Plum Insurance Rolls Out ₹15 Cr ESOP Buyback for Current and Former Employees
The Bengaluru‑based insurtech startup announced a ₹15 crore employee stock‑ownership‑plan buyback covering 199 staff members.

Plum Insurance, the employee‑health benefits platform headquartered in Bengaluru, launched its maiden ESOP buyback programme on Thursday, offering liquidity worth ₹15 crore to both current and former staff. The move targets 199 eligible participants – 73 who are still on the payroll and 126 who have moved on – and allows them to sell up to a quarter of the shares that vested as of March 31, 2026. The buyback is the first of its kind for the startup and signals a growing focus on rewarding talent that helped build the company.
What happened
Plum disclosed that the ₹15 crore buyback will be executed through a structured tender process. All 199 employees who held vested options as of the March 31, 2026 cut‑off date are eligible to submit sell orders for up to 25 % of their holdings. The company said 17 of those participants are expected to receive payouts that exceed the standard 25 % limit, though the exact amounts were not disclosed. By capping the sell‑off at a quarter of each employee’s stake, Plum aims to preserve shareholder balance while still delivering meaningful cash to its workforce. The announcement was made via a press release and posted on the firm’s corporate blog, where the leadership highlighted the buyback as a “liquidity event for our people who have contributed to Plum’s growth.”
Why it matters
The buyback provides immediate financial relief to employees who joined Plum during its early, high‑growth phase when equity compensation was a key attractor. For current staff, the ability to cash out a portion of their vested options reduces the risk associated with a still‑emerging market. Former employees, many of whom left for senior roles at other firms, gain a concrete return on the equity they earned while at Plum. The programme also demonstrates the startup’s confidence in its balance sheet; allocating ₹15 crore signals that the firm has sufficient cash flow to meet employee expectations without jeopardising operational spending. In a sector where talent retention often hinges on long‑term equity incentives, the buyback could set a precedent for other insurtech ventures seeking to balance growth capital with employee wealth creation.
The bigger picture
India’s insurtech landscape has seen a surge of venture funding over the past five years, with companies like Acko, Digit and PolicyBazaar expanding rapidly. As these firms mature, the question of how to manage employee equity becomes more pressing. Traditionally, startups rely on IPOs or secondary sales to provide liquidity, but many Indian firms are still years away from a public listing. Plum’s buyback aligns with a broader trend where private‑stage companies are using structured ESOP repurchases to satisfy employee cash‑out requests while keeping control within the founding team. Comparable moves have been observed at fintechs such as Razorpay and payment gateway provider PayU, which have launched limited‑scope buybacks to address similar pressures. The move also reflects a shift in investor expectations: backers increasingly favor startups that demonstrate responsible capital allocation, including mechanisms that reward the workforce without diluting existing shareholders.
What’s next
Analysts will watch how quickly the 199 participants submit their sell orders and whether the demand exceeds the 25 % cap. If a significant number of employees opt to liquidate the maximum allowed, Plum may need to consider a second tranche of buyback funding or explore alternative liquidity solutions, such as a secondary market platform. The company has not announced any immediate plans to expand the programme, but the leadership hinted at “regular reviews of our ESOP policies” in the coming quarters. Stakeholders will also be interested in how the buyback impacts future fundraising rounds; a clean‑up of the cap table could make Plum more attractive to new investors seeking a clear equity structure. Finally, the broader market will gauge whether other Indian insurtechs adopt similar buyback models, potentially reshaping employee‑ownership norms across the sector.
Key takeaways
- Plum Insurance announced a ₹15 crore ESOP buyback covering 199 current and former employees.

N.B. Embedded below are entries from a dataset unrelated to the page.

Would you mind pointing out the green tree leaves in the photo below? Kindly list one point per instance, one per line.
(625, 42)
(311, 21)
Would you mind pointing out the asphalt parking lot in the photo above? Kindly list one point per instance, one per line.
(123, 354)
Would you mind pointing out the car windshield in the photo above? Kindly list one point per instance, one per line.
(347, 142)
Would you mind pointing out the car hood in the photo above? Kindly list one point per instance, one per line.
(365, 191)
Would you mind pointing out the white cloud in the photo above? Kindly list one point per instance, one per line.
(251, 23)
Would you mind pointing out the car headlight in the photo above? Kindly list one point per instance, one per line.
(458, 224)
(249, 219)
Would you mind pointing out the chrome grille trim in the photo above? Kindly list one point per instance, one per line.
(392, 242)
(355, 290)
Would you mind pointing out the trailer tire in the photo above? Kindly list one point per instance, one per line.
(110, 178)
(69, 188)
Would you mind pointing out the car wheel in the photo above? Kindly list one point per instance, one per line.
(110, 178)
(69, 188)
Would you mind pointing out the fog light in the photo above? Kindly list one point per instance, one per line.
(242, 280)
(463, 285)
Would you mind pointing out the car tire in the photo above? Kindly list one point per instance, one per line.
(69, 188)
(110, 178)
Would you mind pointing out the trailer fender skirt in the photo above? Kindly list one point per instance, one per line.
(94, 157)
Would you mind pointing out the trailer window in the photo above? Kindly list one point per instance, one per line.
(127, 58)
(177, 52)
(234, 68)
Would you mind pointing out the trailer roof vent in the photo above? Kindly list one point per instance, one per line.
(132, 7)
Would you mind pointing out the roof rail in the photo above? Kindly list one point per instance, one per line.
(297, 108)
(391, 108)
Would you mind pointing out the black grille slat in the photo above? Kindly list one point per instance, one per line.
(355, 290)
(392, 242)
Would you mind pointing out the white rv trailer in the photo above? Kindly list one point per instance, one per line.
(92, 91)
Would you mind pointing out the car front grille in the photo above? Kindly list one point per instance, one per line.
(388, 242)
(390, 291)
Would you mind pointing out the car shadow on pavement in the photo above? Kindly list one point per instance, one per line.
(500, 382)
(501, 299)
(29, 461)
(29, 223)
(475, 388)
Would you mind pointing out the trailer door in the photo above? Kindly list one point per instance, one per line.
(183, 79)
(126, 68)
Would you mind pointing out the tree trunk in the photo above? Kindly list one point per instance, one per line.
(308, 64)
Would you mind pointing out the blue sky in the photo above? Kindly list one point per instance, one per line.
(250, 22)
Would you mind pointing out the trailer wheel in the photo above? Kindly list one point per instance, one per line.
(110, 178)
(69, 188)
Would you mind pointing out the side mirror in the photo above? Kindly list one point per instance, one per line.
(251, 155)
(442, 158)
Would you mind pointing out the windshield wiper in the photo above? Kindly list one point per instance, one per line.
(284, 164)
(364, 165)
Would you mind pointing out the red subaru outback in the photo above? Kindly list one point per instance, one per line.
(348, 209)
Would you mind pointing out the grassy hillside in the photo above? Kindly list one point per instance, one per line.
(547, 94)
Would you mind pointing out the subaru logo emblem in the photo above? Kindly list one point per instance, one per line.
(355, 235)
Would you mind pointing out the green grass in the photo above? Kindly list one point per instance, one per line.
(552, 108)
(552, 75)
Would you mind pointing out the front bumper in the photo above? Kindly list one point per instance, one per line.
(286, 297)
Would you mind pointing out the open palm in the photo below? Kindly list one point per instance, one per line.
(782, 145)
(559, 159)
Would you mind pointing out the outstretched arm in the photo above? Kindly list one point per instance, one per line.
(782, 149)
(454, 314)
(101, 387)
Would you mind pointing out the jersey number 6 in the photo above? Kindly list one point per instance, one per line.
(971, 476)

- Eligible participants can sell up to 25 % of vested options that matured by March 31, 2026.
- The programme aims to provide liquidity while preserving the company’s capital for growth.
- Similar buyback trends are emerging across Indian fintech and insurtech firms.
- Future steps may include additional buyback rounds or alternative liquidity mechanisms.
Frequently asked questions
Who is eligible for Plum Insurance's ESOP buyback?
The buyback is open to 199 employees – 73 current staff members and 126 former employees – who held vested stock options as of March 31, 2026.
How much of their vested ESOPs can participants sell?
Eligible participants may liquidate up to 25 % of their vested options, with 17 employees expected to receive payouts exceeding that limit.